Para apurá-lo, note-se o exemplo seguinte:
se a administração ocupar, sem qualquer titulo,
um prédio de um particular, este pode obter a tutela
jurisdicional plena da sua posição jurídica,
designadamente através da devolução do bem que lhe foi
esbulhado. Estaremos, aqui, perante um direito subjectivo;
Todavia, a mera instauração de um processo administrativo expropriatório
sobre o imóvel tem a consequência de o proprietário passar a poder
exigir jurisdicionalmente apenas que a privação do direito
que lhe venha a ser imposta ocorra com a observância dos limites
legais aplicáveis, onde entram o princípio
da discricionariedade e igualdade. Estando, aqui, um interesse
legalmente protegido.
Deste modo, retira-se que uma situação jurídica
aparentemente idêntica do ponto de vista qualitativo pode ser tratada como
direito subjectivo ou interesse legalmente protegido.
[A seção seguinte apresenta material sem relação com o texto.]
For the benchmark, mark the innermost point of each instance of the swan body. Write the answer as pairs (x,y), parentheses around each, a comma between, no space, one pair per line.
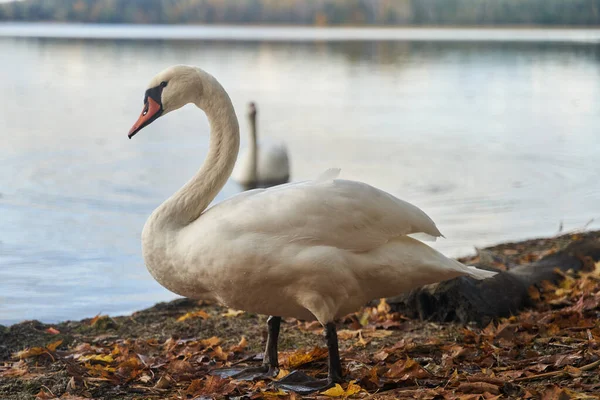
(272,166)
(317,249)
(261,164)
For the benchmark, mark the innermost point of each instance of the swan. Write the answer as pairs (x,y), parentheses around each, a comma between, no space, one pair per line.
(313,250)
(261,166)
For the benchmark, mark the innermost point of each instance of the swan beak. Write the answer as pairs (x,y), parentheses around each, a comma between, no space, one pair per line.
(152,110)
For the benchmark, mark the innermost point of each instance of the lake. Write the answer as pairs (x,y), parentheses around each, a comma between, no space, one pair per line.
(493,133)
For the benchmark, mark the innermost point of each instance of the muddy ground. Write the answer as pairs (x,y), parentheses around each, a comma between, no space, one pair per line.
(548,352)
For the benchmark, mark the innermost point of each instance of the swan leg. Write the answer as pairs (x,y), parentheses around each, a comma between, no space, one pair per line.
(270,366)
(301,383)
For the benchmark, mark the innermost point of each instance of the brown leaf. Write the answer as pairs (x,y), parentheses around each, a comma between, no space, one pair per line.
(43,395)
(180,367)
(212,385)
(193,314)
(478,387)
(381,355)
(555,393)
(52,331)
(301,357)
(407,369)
(232,313)
(338,391)
(218,352)
(54,345)
(210,342)
(241,346)
(164,382)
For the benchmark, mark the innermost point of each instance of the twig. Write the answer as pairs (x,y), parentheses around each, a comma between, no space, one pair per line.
(587,367)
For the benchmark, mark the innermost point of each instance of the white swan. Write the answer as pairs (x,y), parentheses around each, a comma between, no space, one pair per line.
(261,165)
(311,250)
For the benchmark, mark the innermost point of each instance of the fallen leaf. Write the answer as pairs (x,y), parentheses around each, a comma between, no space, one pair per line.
(407,369)
(232,313)
(301,357)
(278,393)
(106,358)
(210,342)
(381,355)
(164,382)
(193,314)
(54,345)
(241,346)
(478,387)
(338,391)
(43,395)
(218,352)
(32,352)
(282,373)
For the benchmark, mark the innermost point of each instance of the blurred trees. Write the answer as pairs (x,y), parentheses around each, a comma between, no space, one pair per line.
(314,12)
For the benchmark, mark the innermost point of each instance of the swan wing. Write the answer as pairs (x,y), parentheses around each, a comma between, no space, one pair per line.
(330,212)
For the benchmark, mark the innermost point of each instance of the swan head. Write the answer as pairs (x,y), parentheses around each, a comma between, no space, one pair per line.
(168,91)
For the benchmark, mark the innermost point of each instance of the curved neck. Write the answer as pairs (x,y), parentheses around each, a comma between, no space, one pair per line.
(188,203)
(253,148)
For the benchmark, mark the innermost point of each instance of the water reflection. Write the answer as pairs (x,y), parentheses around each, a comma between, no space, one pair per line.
(496,141)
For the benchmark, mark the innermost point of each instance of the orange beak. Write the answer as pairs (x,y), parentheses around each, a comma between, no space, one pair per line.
(151,111)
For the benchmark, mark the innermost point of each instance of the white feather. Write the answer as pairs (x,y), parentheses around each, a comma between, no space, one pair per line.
(314,249)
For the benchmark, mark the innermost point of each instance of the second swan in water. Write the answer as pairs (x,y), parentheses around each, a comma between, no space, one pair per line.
(317,249)
(261,164)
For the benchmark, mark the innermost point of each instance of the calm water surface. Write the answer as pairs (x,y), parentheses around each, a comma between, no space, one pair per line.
(496,140)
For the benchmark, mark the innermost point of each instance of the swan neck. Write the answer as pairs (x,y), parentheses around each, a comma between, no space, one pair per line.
(253,148)
(187,204)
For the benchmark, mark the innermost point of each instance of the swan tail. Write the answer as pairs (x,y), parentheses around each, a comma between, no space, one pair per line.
(479,273)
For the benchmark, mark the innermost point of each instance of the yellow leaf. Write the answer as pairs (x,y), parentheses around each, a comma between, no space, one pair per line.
(240,346)
(301,357)
(353,388)
(383,307)
(210,342)
(193,314)
(274,394)
(34,351)
(232,313)
(99,357)
(282,373)
(347,334)
(336,391)
(54,345)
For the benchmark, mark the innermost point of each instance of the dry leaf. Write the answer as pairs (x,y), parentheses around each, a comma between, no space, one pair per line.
(193,314)
(107,358)
(478,387)
(338,391)
(210,342)
(232,313)
(407,369)
(241,346)
(300,357)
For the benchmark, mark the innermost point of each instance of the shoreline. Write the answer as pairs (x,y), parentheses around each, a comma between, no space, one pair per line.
(179,342)
(299,33)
Não podendo perder-se a
ideia de que a tutela jurídica de posições subjectivas dos particulares pode
ter intensidades diferentes.
Atente-se, ainda, para o facto do Código de Processo Administrativo
equiparar hoje expressamente o estatuto revogatório dos actos constitutivos de
interesses legalmente protegidos ao de direitos (art.º 140.º/1, alínea b)); por
outro lado, vem sendo doutrinal e jurisprudencialmente entendido que a
responsabilidade civil do Estado e de outras pessoas públicas no art.º 22.º da
CRP vale tanto para casos em que ocorra a violação de direitos subjectivos como
a violação de interesses legalmente protegidos.
Esta realidade explica que alguma doutrina, entre a qual
Vieira de Andrade, construa um conceito amplo de direito subjectivo, que
abrange os interesses legalmente protegidos.
O Professor Diogo Freitas do Amaral declara tratar-se de uma situação
válida. No entanto, diz que a matéria carece de aprofundamento dogmático.
De nossa parte e em forma de conclusão, concorda-se que o princípio das situações jurídicas dos particulares não é autonomizável quanto
ao princípio sumo da legalidade. Porém, tal dependência não lhe retira valor
nem diminui o seu alcance. Será razoável acusá-lo de tautologia, todavia esta é
comprovavelmente necessária. O seu objectivo é colmatar a falta de
exequibilidade prática do anterior no confronto da Administração Pública com os
particulares e salvaguardar os direitos subjectivos e interesses legalmente
protegidos dos mesmos. Pensa-se que o princípio tratado por esta exposição
afigura-se num update reforçado do princípio da legalidade em
matéria de consolidação da protecção devida aos particulares.
Maria Margarida Bento e Silva, n.º 28075.
Bibliografia:
AMARAL, Diogo Freitas. – Curso de Direito
Administrativo, Volume I 4-ª Edição. Coimbra: Edições Almedina, 2015;
REBELO DE SOUSA, Marcelo; SALGADO DE MATOS, André.
“Direito Administrativo Geral- Tomo I- Introdução e Princípios Fundamentais”.
3ªed. Dom Quixote, 2008;
VASCO PEREIRA DA SILVA, “Em busca do Ato
Administrativo Perdido”, Dissertação de Doutoramento em Ciências Jurídico
Políticas, Faculdade de Direito da Universidade Católica Portuguesa,1996.